While I was happy to have the attention drawn away from me, it was a horrible moment.
Now we were all watching Rachel. Her hands were squeezed into fists on either side of her plate, but her face was unnaturally calm. I knew she was deeply angry.
“My name is Rachel, you bitch. I’m sure you’ll remember it now.”
She gave J.C. a toothy, insincere smile, then turned her eyes to Press.
J.C. had pretended to be wildly amused at Rachel’s response, but the rest of the lunch was tense. Rachel eventually mellowed somewhat, but I made her let me drive back to Old Gate, telling her my stomach was upset and that being a passenger would make it worse. I blamed her behavior on the hormones, but I really felt there was something else going on. She was quiet the whole way home, resting her head against the top of the seat just as I had done earlier with so much pleasure. But there was no pleasure in her face.
When we reached Bliss House, I asked her to come inside.
She didn’t answer, but got out of the car and came around to the driver’s-side door. I got out with my packages and stood by as she adjusted herself behind the wheel. When she had the door shut again, she looked up at me. I’d thought her more than a little drunk when we left the hotel, but there in front of the house she seemed dead sober.
“Don’t be naïve, Charlotte. You know he’s fucking that stick, don’t you?”

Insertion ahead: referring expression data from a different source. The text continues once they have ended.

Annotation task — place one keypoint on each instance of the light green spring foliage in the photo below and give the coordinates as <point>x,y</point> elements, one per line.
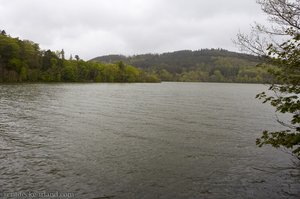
<point>283,61</point>
<point>23,61</point>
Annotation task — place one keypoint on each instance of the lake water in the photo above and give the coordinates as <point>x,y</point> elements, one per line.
<point>168,140</point>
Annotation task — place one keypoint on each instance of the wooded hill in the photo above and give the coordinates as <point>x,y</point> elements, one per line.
<point>24,61</point>
<point>215,65</point>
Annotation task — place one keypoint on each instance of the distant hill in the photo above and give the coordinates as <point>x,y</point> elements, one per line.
<point>185,60</point>
<point>213,65</point>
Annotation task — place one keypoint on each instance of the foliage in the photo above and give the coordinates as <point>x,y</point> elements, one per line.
<point>23,61</point>
<point>283,59</point>
<point>206,65</point>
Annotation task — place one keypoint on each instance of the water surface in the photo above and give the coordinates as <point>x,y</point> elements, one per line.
<point>168,140</point>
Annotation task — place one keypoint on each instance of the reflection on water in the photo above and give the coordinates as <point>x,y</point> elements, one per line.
<point>169,140</point>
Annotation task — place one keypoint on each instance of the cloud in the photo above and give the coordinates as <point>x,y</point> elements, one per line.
<point>96,27</point>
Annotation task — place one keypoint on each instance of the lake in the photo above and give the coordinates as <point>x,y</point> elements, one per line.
<point>167,140</point>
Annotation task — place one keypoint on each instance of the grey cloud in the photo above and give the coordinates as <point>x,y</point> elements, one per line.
<point>93,27</point>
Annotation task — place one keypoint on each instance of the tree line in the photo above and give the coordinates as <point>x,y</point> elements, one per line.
<point>206,65</point>
<point>24,61</point>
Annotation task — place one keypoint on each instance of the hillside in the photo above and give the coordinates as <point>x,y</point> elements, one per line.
<point>216,65</point>
<point>24,61</point>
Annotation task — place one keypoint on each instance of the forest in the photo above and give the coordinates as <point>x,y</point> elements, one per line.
<point>24,61</point>
<point>205,65</point>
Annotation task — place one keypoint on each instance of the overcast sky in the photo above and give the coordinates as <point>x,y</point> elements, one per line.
<point>91,28</point>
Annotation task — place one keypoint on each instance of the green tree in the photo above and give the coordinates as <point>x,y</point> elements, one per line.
<point>284,61</point>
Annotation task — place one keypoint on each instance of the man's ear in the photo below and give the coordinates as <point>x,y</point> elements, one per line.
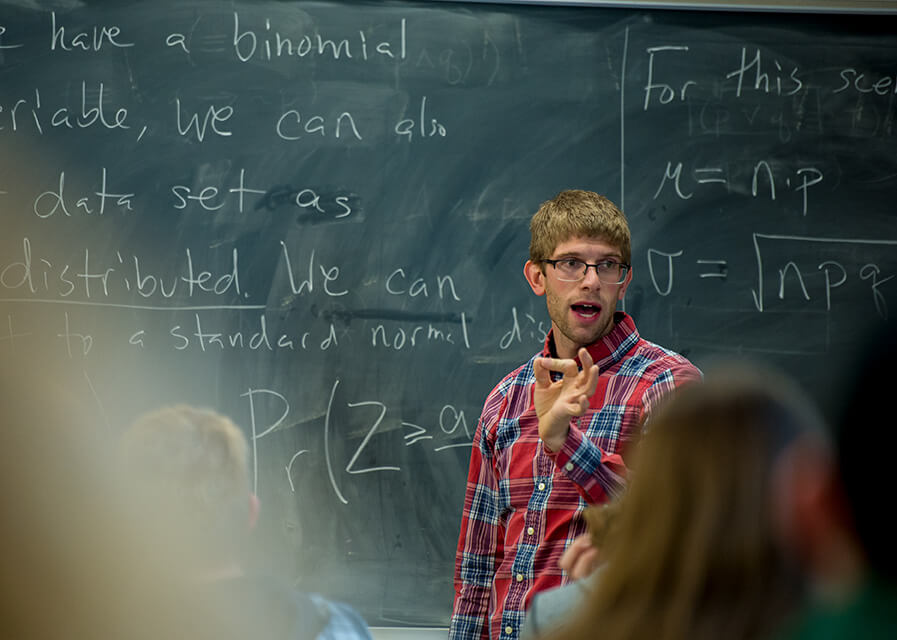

Rachel was prone to cursing, so it wasn’t her coarse language that disturbed me. It was that she’d given voice to my own thoughts. What had Press been doing at The Grange alone with J.C.? Again I saw him settling her sweater across her shoulders. He hadn’t mentioned that he would be seeing her, and he had invited her to the house without consulting me. It all made a sick, strange sort of sense.
Only once had I ever imagined him unfaithful with another woman. (I found the idea that he might have had some physical knowledge of another man—Jack—so repellent that I had banished it to the darkest recesses of my mind.) And, strangely enough, that woman had been Rachel. But it had been only for that one moment, on the day we’d been introduced, long before I had any claim on him.
“Don’t be silly. She’s just a friend.” I tried to sound more convinced than I felt.
“Were you even watching her today?”
“I don’t know why you’re so worried about her.”
Rachel’s smile was just short of a sneer. It wasn’t a pretty look for her. “Well, he hasn’t been doing it with you, has he? I bet he’s not.” There was something ugly in her tone that I couldn’t quite identify.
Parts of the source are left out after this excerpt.